Adanna turned and walked on, her hands trembling, her stomach in knots. She didn't win, not really, but at least she didn't shrink. Not today.
Later, when she went to fetch water again, the same three young wolves from yesterday were there. She almost turned back, but one of them saw her and smirked.
"Well, look who decided to come crawling back."
She ignored him, lowering her bowl toward the well. But he stepped forward, blocking her path.
"Careful," he said, circling her slowly. "Ghosts shouldn't be near water. They might just… vanish."
His friend laughed, shoving her shoulder lightly. "Or maybe she's hoping Leander shows up again. You've got him on a leash, don't you?"
Adanna's chest heaved. "Move."
They didn't.
The third boy leaned closer, voice dropping. "Tell me… what's it like, living with no wolf inside? Do you even feel human anymore? Or are you just empty?"
The words pierced sharper than claws.
Something in her snapped.

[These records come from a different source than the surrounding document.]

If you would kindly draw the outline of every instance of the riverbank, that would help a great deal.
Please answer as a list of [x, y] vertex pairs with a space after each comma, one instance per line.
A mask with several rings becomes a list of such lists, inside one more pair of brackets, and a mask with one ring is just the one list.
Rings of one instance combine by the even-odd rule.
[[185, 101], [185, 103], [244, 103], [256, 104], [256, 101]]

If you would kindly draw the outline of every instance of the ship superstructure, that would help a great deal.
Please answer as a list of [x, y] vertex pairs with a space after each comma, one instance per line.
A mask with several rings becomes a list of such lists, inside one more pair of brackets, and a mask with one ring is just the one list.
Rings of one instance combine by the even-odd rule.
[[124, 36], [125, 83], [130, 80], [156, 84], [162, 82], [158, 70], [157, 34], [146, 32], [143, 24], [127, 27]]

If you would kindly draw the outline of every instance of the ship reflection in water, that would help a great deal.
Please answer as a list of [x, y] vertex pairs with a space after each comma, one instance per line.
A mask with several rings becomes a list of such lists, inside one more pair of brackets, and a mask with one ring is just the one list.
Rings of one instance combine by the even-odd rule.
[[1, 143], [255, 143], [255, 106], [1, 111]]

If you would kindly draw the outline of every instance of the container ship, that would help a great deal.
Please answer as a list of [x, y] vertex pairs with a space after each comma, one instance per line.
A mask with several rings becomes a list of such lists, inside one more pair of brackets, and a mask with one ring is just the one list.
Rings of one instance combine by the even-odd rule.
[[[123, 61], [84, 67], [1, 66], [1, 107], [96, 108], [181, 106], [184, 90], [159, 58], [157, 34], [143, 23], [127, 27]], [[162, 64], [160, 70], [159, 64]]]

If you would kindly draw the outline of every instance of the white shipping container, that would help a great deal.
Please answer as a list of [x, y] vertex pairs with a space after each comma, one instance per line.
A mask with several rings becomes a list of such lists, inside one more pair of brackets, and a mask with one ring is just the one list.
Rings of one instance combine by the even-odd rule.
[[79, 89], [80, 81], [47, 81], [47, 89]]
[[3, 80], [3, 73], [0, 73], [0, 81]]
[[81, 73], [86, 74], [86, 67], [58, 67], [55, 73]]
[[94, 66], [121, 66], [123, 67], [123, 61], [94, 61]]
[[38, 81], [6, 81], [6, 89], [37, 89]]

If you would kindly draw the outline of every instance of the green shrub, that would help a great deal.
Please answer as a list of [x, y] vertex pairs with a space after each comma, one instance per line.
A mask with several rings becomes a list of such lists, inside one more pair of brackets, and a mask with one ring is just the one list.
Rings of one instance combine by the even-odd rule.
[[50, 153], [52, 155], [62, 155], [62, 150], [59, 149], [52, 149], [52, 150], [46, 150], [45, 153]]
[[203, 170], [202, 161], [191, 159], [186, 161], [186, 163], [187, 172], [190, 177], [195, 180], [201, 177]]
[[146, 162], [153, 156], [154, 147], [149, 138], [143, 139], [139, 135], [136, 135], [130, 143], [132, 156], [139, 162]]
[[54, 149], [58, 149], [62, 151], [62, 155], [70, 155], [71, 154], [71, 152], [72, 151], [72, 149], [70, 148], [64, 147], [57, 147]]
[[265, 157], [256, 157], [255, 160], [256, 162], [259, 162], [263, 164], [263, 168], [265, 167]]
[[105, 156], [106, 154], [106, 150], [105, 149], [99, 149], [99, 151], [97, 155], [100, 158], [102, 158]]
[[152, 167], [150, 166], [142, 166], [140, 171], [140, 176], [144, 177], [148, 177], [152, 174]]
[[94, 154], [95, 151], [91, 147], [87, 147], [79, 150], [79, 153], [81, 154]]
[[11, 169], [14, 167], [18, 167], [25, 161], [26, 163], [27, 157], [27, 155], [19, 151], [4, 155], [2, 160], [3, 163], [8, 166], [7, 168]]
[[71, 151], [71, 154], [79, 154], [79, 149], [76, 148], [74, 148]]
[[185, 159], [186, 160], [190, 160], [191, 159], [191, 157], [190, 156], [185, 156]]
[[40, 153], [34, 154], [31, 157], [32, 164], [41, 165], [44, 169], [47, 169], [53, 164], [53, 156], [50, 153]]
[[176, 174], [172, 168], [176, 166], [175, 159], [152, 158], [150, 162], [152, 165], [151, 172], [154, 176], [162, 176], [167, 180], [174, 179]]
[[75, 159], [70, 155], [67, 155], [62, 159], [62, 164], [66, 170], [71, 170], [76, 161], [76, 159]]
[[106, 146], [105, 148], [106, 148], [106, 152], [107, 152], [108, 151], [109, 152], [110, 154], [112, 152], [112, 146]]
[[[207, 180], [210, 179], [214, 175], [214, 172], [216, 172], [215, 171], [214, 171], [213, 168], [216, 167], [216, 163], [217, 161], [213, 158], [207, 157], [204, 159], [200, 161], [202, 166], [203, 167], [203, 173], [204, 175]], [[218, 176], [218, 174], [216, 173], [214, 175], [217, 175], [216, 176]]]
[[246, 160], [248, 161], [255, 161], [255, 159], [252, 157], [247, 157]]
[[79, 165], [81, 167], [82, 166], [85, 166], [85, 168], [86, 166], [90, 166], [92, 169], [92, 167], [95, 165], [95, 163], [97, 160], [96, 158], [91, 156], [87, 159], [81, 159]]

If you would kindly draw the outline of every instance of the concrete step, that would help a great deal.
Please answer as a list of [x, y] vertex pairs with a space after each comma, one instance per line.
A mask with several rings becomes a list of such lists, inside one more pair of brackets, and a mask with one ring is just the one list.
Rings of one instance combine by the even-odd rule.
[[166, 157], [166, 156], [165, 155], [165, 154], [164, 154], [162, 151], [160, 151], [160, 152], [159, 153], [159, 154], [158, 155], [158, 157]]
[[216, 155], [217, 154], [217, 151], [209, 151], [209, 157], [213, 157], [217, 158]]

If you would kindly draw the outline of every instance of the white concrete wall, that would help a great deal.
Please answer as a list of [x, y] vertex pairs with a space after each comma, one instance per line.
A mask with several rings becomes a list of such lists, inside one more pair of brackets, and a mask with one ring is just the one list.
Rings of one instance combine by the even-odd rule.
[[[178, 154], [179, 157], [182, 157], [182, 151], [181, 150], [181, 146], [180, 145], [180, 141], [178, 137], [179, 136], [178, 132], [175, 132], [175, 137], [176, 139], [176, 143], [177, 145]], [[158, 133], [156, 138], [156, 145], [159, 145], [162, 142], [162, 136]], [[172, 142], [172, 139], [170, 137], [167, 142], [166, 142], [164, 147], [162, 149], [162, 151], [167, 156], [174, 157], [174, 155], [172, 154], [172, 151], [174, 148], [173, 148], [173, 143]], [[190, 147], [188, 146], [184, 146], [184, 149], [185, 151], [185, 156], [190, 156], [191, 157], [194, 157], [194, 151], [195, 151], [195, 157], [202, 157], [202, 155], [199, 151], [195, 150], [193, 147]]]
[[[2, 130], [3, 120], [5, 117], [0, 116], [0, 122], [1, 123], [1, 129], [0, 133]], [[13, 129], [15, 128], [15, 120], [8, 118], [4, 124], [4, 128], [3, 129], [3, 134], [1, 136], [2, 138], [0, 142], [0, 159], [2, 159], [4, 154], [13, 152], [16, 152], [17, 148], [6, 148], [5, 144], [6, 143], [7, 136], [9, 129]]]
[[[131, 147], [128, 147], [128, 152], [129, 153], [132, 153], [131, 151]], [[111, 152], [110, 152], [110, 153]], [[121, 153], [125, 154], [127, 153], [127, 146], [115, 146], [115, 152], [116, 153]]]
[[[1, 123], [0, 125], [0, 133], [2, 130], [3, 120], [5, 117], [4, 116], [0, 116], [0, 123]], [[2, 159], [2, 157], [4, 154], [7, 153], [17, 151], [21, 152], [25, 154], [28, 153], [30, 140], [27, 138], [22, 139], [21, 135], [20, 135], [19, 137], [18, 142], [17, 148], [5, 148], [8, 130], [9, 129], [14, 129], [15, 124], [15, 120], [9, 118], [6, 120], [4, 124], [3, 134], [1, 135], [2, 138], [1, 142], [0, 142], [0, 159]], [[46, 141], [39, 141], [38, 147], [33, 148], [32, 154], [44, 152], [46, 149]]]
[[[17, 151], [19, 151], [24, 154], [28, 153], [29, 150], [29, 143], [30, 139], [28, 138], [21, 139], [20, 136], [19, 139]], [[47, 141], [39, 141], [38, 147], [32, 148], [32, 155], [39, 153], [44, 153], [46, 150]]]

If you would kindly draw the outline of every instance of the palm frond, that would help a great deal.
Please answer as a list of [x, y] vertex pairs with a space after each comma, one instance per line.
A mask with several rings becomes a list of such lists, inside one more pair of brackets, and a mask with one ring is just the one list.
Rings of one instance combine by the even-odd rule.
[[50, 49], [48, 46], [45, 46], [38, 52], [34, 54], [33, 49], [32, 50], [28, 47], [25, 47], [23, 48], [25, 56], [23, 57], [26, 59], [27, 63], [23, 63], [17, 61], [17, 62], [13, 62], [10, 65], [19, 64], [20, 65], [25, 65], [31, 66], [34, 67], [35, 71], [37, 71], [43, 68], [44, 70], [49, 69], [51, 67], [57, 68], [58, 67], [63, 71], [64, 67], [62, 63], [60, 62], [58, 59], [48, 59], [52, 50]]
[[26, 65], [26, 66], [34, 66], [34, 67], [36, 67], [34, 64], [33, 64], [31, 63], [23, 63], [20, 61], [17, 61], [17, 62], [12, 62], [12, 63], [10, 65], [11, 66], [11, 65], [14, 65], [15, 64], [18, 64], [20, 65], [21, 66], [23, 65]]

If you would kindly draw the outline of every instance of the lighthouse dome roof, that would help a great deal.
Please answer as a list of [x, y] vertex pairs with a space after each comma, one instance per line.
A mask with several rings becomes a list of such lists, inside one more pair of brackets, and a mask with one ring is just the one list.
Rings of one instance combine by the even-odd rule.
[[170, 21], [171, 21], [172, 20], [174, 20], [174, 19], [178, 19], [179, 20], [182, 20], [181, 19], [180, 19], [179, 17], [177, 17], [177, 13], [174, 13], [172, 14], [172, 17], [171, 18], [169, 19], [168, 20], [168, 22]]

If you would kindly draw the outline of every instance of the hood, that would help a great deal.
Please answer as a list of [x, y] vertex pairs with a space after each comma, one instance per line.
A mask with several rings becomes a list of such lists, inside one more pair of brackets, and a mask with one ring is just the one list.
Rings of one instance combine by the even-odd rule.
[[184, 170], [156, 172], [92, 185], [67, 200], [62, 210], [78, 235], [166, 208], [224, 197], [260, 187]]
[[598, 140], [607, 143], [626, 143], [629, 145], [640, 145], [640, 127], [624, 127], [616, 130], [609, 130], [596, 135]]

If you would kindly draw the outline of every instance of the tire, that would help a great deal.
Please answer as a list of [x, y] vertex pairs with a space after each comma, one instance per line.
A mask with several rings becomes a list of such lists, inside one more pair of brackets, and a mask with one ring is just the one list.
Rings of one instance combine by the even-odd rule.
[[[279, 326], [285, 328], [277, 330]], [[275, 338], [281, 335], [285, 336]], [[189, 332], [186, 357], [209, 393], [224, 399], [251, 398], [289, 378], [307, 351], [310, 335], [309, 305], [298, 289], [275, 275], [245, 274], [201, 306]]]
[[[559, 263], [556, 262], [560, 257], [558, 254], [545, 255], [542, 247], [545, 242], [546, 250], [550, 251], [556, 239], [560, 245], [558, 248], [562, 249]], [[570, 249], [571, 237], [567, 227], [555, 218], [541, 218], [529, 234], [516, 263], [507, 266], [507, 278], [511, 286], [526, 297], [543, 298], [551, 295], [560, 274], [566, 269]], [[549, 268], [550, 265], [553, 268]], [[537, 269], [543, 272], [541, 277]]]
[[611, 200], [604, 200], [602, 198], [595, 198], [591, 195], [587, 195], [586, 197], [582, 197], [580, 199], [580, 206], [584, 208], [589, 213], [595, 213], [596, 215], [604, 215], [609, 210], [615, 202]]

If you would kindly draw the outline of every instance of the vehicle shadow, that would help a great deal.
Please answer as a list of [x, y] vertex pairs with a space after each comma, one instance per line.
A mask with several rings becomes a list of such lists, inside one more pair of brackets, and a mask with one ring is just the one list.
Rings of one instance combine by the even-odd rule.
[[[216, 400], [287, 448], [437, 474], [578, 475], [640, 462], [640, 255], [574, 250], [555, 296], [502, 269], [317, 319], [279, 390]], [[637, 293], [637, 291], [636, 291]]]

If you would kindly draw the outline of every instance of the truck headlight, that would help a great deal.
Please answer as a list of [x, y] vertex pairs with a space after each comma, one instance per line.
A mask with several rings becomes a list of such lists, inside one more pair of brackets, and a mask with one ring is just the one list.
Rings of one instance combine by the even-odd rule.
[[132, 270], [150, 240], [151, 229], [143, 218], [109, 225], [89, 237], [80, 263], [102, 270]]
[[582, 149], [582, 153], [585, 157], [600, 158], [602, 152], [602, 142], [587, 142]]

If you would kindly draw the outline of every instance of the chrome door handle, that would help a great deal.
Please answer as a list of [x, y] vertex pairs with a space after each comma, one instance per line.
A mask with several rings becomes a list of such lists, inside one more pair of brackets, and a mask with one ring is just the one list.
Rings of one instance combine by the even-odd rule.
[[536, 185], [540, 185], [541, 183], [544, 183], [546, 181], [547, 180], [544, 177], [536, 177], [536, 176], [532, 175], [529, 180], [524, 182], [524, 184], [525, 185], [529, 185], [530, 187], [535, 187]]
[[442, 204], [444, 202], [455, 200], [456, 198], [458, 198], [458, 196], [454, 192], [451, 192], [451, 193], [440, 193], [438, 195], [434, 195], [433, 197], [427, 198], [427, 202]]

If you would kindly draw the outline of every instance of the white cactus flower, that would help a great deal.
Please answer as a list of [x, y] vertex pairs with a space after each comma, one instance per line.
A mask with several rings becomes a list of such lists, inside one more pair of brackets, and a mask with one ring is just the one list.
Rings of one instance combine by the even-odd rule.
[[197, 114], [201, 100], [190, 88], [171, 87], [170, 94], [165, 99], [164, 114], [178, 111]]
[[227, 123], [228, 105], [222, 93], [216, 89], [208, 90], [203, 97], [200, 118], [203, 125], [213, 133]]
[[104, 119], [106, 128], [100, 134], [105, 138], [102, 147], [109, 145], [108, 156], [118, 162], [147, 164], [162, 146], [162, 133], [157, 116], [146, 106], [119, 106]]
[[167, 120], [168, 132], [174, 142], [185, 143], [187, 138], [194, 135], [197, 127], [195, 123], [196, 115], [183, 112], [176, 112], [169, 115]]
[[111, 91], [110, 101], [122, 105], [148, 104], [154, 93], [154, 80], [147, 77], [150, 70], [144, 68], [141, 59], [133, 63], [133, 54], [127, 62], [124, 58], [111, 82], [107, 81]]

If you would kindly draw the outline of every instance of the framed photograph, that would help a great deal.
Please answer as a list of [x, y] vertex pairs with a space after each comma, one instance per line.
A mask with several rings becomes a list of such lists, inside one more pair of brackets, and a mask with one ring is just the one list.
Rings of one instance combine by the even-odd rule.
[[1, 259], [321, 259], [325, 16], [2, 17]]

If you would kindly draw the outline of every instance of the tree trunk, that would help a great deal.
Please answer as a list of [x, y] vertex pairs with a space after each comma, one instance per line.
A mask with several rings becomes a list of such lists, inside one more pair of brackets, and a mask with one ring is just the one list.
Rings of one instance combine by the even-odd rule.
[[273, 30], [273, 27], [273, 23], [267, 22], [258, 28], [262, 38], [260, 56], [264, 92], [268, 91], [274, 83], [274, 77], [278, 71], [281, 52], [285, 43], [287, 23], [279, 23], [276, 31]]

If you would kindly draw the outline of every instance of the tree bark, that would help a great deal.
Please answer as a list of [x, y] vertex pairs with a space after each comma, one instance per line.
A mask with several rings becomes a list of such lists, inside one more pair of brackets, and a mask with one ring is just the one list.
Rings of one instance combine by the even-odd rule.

She dropped the bowl, the wooden clatter startling them, and shoved the nearest one hard. He stumbled back, surprised.
"You think I'm empty?" her voice broke, loud and raw. "You think I'm nothing? I'm still here. Still breathing. And you—" she jabbed a finger at his chest "—wouldn't last a day if you lost your wolf. You'd crumble. You'd beg for death."
They stared, shocked. For once, they had no words.
Then, of course, Leander appeared again.
His shadow stretched long across the dirt before his voice followed. "Training. Now."
The boys muttered, skulking off, too proud to look at her, too shaken to laugh.
Adanna stooped to pick up her bowl, but Leander was already there, setting it upright, brushing the dirt off before handing it to her. His eyes met hers, sharp but not unkind.
"You shouldn't provoke them."
She let out a bitter laugh. "They provoked me."
"And you gave them what they wanted. A reaction."
"What do you want me to do? Stay silent? Pretend it doesn't cut me open every damn time?"
He didn't answer right away. His jaw worked, storm-grey eyes heavy on her face. "Survive it."
Her breath hitched. The way he said it—it wasn't cold. It was knowing. Like he'd been there.
Adanna swallowed hard. "That's all I've been doing. Surviving."
For the first time, his gaze softened. Only a flicker, but enough.
"That's more than most can do," he murmured.
The words stole her air. She wanted to ask him—why he knew, why he sounded like her pain was familiar. But before she could, he stepped back, his walls slamming shut again.
"Stay away from them," he said curtly, and walked off, cloak brushing the dust.
Adanna stood rooted, her chest tight, the bowl forgotten in her hands.
That night, back in the lodge, she replayed every word. Every whisper from the pack, every sneer, every laugh. And then Leander's voice, steady and low.
Survive it.
That's more than most can do.
She stared at the wooden beams above her head, her heart thudding too loud in the dark.
Why did it feel like he was talking about himself?
Why did she feel, with every passing day, that Leander carried scars deeper than hers—that maybe, just maybe, their broken edges were cut from the same jagged stone?
Sleep refused her again. Only questions pressed close, sharp as teeth.
And Adanna, for the first time since arriving, didn't fear the whispers.
She feared the silence that followed them.
The silence where only Leander's voice remained.